Derecho al aborto en los estados

Hasta el momento, de las 32 entidades que conforman la República Mexicana sólo unos cuantos estados han logrado que sus organismos legislativos aprueben el derecho a interrumpir un embarazo no deseado y elevado este derecho a rango constitucional. Mientras tanto, las discusiones continúan en los estados restantes. Incluso en los estados donde ha sido despenalizado o legalizado, el aborto sólo está permitido en las primeras 12 semanas de embarazo, y en otros está limitado sólo a los casos en que la salud y/o la vida de la madre y el feto estén en riesgo, como es el caso de Guanajuato y Querétaro.

Los siguientes estados han legalizado el aborto:

Oaxaca: 25 de septiembre de 2019 (hasta 12 semanas de gestación).

Hidalgo: 30 de julio de 2021 (hasta 12 semanas de gestación).

Chiapas: El 7 de julio de 2021 la SCJN declaró inconstitucional el artículo 181 del Código Penal del estado. En Chiapas, el aborto era considerado un delito (incluso en el caso de violación) cuando se solicitaba después de los primeros 90 días de embarazo. Como consecuencia de la resolución del Tribunal Supremo, se eliminaron los plazos para la realización del procedimiento.

Veracruz: 20 de julio de 2021 (12 semanas de gestación).

Coahuila: El 7 de septiembre de 2021, como se explicó anteriormente, la SCJN se pronunció por unanimidad sobre la inconstitucionalidad de la ley que penaliza el aborto.

Baja California: 30 de octubre de 2021.

En Durango, el 15 de diciembre de 2021 la iniciativa popular para despenalizar el aborto fue aceptada tras la entrega de 7,642 firmas por parte de la Comisión de Participación Ciudadana.

En Guerrero, desde el 18 de enero de 2022 la Cámara de Diputados del estado ha tomado el tema de la legalización.
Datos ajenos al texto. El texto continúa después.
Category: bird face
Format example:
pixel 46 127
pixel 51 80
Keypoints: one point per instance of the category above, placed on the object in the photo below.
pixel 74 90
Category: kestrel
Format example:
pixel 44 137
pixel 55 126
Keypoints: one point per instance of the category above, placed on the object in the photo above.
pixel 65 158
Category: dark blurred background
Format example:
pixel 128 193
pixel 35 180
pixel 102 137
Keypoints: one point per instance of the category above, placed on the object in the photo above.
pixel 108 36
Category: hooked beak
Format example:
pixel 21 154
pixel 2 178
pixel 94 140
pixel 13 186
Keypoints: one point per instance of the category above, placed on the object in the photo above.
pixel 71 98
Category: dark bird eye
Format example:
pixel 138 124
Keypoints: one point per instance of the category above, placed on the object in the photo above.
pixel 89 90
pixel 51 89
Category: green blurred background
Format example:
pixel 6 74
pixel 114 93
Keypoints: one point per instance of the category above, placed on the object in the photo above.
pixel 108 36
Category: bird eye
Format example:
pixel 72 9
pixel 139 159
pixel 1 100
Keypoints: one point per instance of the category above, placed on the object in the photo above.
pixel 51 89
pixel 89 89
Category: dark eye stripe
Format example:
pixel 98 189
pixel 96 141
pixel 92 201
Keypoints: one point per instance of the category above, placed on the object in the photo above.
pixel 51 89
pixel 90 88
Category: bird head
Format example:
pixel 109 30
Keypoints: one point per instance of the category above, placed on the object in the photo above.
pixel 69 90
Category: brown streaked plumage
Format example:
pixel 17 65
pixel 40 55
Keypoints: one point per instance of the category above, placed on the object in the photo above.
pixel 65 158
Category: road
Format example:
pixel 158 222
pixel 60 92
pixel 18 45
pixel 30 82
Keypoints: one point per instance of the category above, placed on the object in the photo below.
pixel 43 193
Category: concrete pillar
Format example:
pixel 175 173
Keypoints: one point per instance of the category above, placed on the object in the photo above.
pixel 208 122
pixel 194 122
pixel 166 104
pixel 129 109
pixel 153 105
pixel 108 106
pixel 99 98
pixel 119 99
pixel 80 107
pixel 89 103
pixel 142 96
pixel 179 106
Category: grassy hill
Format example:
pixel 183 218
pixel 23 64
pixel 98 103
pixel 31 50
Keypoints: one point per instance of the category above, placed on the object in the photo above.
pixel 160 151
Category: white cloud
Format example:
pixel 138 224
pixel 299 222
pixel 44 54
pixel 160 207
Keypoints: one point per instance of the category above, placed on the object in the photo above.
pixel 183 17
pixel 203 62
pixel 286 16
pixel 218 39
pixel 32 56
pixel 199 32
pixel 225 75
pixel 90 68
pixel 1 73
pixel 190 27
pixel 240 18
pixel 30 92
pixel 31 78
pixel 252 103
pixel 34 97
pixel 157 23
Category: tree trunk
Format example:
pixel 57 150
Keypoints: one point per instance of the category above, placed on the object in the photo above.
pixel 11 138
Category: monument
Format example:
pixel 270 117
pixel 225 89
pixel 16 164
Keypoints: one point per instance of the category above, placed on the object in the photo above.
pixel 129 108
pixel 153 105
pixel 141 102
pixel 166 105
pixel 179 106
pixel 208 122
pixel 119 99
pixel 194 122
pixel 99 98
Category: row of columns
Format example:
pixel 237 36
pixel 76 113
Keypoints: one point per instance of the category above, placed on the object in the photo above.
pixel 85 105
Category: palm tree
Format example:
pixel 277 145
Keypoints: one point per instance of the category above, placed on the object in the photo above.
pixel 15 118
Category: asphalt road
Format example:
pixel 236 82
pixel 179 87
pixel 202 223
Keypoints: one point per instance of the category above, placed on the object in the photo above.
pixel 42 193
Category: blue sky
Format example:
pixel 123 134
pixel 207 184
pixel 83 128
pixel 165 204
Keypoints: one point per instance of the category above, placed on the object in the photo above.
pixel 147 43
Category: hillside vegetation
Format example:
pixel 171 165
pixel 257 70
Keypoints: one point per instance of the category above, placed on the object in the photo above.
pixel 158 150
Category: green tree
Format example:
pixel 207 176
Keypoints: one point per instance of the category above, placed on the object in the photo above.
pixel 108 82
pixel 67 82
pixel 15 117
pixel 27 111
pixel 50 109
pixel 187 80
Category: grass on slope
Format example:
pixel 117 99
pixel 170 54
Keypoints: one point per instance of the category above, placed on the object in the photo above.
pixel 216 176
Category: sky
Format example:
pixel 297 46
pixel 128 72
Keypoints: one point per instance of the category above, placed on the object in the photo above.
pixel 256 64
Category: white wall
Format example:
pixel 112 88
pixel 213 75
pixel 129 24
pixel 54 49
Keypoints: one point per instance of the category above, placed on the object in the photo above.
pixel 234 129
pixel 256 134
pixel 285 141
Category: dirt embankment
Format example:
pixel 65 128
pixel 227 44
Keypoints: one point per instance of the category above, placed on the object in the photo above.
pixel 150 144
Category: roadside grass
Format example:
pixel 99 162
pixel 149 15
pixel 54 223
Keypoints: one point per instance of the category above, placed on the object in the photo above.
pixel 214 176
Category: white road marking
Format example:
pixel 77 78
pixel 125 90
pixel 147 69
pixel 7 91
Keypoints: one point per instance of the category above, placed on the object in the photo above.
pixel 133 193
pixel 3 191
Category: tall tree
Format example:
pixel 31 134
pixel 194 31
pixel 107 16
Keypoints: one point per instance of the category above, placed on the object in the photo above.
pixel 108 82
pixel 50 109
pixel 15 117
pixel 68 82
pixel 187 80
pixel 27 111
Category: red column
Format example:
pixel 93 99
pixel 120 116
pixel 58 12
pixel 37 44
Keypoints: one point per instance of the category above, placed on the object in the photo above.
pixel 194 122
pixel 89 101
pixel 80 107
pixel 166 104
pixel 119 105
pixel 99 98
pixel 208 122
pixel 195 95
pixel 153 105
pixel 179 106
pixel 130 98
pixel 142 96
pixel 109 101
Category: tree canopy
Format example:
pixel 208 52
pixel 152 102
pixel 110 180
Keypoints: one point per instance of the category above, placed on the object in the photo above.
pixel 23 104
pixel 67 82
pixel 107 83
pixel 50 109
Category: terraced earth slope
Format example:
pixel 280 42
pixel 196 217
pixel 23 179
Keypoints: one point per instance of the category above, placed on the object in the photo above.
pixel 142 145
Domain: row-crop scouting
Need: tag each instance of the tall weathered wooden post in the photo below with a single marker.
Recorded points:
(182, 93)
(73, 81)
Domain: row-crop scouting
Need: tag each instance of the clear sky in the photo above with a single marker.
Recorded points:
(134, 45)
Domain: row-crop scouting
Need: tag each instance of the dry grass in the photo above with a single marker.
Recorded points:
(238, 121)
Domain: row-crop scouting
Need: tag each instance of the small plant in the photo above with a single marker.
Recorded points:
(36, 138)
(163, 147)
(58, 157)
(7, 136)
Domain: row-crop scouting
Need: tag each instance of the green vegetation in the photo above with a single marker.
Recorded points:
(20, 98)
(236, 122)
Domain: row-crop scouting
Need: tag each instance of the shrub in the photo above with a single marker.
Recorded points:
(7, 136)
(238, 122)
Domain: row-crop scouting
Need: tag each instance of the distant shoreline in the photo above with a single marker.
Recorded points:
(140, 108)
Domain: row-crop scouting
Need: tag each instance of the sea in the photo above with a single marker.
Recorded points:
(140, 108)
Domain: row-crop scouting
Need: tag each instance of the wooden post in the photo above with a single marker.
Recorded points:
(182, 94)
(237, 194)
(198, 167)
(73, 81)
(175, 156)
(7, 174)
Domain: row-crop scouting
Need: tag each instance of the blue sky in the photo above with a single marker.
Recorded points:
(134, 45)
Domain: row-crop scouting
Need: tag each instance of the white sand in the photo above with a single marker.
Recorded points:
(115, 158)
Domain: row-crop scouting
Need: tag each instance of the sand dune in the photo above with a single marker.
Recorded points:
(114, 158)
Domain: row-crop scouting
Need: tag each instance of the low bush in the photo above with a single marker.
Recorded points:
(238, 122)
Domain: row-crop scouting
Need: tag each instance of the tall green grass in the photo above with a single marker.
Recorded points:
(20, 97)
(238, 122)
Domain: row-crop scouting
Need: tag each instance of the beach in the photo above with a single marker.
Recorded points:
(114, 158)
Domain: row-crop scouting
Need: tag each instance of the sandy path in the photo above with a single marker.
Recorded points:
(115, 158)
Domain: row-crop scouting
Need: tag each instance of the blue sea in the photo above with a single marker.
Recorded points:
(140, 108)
Una de las primeras iniciativas para la despenalización del aborto en México fue presentada en 1936 por la maestra y escritora cubana Ofelia Domínguez Navarro en su ponencia “El aborto por razones sociales y económicas”. Colectivos y grupos feministas en los años sesenta retomaron esta iniciativa, y hasta el día de hoy la lucha por el derecho al aborto involucra a un número significativo de mujeres en México. Nuestro objetivo es establecer el derecho al aborto seguro y gratuito para todas las mujeres en México que deciden interrumpir un embarazo no deseado. Esto incluye el requisito de que el aborto sea realizado por profesionales con las protecciones sanitarias vigentes y en las mejores condiciones posibles.

Además debemos de exigir el fin a la violencia de género, que es otra causante de embarazos no deseados. Es imperativo poner un alto a los feminicidios que han tapizado a nuestro país, exigir el cese a los abusos y el hostigamiento sexual hacia las mujeres. Exijamos un servicio de salud digno y eficiente, por un mundo donde la equidad sea la bandera que ondee bajo los vientos de igualdad y fraternidad.